Dataset Lineage

Lineage Graphs provide a visual representation of dataset relationships across NinjaCat. They show how datasets, transformations, and views are connected — making it easier to trace dependencies, investigate issues, and assess downstream impact before making changes.

Why use Lineage Graphs

Lineage Graphs improve visibility into data dependencies and reduce the time required to troubleshoot broken or unexpected dataset behavior. Instead of manually tracing relationships across multiple assets, you can review a single visual graph showing what feeds into a dataset and what depends on it.

Common workflows where lineage helps:

Troubleshooting broken datasets
Understanding how source changes affect downstream assets
Identifying dependencies before deleting or modifying a dataset
Building confidence in data quality and trust

See lineage at a glance

Lineage information is surfaced in several places throughout the platform so you can monitor dependency health without leaving your current workflow:

Lineage tab on every dataset — Open the Lineage tab on a dataset to see an interactive upstream/downstream graph of every dataset it depends on and every dataset that depends on it.
Lineage health column — Dataset and connector lists include a lineage health column so you can spot issues across your data at a glance.
Unhealthy source warnings on transformation pages — When you build a transformation, NinjaCat flags any unhealthy source datasets directly where you're working.

Errors and warnings on the Dataset Details page

Errors and warnings for a dataset are surfaced directly at the top of the Dataset Details page — above the Sync Details, Data Checks, and Lineage tabs — so you can see the dataset's current health without opening the lineage graph.

⚠️
A warning is not an error
Warnings are informational. They flag conditions you may want to be aware of — most commonly that a dataset is not account matched or not date matched. A warning does not mean the dataset is broken, and it does not always require action.
If account matching or date matching isn't relevant to how you're using the dataset, you can safely ignore the warning. For example, if your workflow doesn't depend on account-level joins, a "not account matched" warning is just a notice — no fix needed.
Errors, by contrast, indicate a broken or invalid dependency and typically need to be resolved before the dataset can be used reliably downstream.

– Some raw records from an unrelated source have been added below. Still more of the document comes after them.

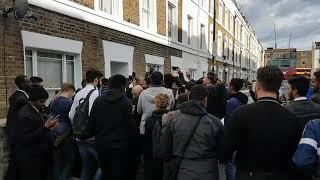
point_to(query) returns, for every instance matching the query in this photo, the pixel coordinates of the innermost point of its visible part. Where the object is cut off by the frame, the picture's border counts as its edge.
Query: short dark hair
(168, 81)
(20, 81)
(301, 84)
(236, 83)
(199, 81)
(270, 78)
(37, 93)
(84, 83)
(212, 77)
(35, 80)
(91, 75)
(182, 98)
(118, 81)
(189, 85)
(156, 78)
(317, 75)
(104, 81)
(198, 92)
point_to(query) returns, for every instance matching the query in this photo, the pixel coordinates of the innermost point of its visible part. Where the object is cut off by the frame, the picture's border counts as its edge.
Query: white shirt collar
(24, 93)
(300, 99)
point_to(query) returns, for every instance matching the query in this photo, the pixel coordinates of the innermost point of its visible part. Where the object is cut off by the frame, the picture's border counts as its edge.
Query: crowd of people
(171, 127)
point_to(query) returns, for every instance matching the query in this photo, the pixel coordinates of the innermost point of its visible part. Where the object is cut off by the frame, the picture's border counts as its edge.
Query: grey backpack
(81, 115)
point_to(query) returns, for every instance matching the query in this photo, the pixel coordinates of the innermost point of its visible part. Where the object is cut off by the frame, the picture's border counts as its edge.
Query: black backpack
(81, 115)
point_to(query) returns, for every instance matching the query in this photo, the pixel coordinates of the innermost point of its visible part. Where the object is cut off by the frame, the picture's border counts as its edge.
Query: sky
(300, 18)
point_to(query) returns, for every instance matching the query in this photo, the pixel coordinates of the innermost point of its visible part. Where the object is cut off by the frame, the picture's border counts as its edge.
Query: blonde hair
(161, 101)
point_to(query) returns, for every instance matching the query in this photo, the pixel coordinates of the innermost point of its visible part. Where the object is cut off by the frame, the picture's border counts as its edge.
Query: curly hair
(161, 101)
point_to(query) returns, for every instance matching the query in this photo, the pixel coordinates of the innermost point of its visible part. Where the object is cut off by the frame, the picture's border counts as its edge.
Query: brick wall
(161, 17)
(4, 153)
(308, 57)
(54, 24)
(86, 3)
(131, 11)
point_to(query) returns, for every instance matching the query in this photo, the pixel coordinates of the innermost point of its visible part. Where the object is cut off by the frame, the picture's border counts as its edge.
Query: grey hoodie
(146, 103)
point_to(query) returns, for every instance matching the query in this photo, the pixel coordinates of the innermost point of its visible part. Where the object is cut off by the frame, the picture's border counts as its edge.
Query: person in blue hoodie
(236, 99)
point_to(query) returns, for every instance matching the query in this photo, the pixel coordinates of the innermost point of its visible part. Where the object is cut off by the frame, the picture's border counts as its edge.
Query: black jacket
(200, 158)
(265, 136)
(153, 128)
(17, 100)
(305, 110)
(111, 121)
(136, 116)
(32, 138)
(217, 100)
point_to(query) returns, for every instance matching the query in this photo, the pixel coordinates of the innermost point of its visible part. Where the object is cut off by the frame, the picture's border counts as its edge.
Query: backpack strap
(88, 96)
(185, 146)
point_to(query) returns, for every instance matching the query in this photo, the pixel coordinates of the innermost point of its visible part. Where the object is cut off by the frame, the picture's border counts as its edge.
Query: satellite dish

Warnings and errors reflect the state of your data as of the last time it was received — not your current configuration. If you've recently updated a mapping or setting, trigger a sync to refresh the messages.

The same conditions can also be inspected per-node in the lineage graph — see Inspect errors and warnings below.

Working with the lineage graph

Dependency visualization

The lineage graph displays relationships between datasets, transformations, and views. For any selected dataset, you can see both upstream source dependencies and downstream usages in a single interface.

Filter by sources or usages

You can filter the graph to focus on:

Sources — assets that feed into the selected dataset
Usages — assets that depend on the selected dataset

This lets you narrow the view based on the troubleshooting or analysis task at hand.

Inspect errors and warnings

Each node in the graph can expose validation details, including warnings and errors. You can inspect problematic nodes directly from the graph to identify issues affecting dataset integrity or downstream outputs.

Warnings vs. errors
Warnings are informational and may highlight potential issues such as account matching or date column concerns. A warning does not necessarily mean a dataset is unusable. Errors indicate broken or invalid dependencies that likely need attention.

Filter to errors only

In more complex graphs with many connected assets, you can isolate elements with errors to focus your investigation on broken or problematic dependencies.

Navigate to related assets

From the lineage graph, you can navigate directly to related datasets or views for additional review and remediation.

How lineage stays up to date

Lineage is event-driven. In nearly all cases the graph refreshes itself automatically — you shouldn't need to think about it.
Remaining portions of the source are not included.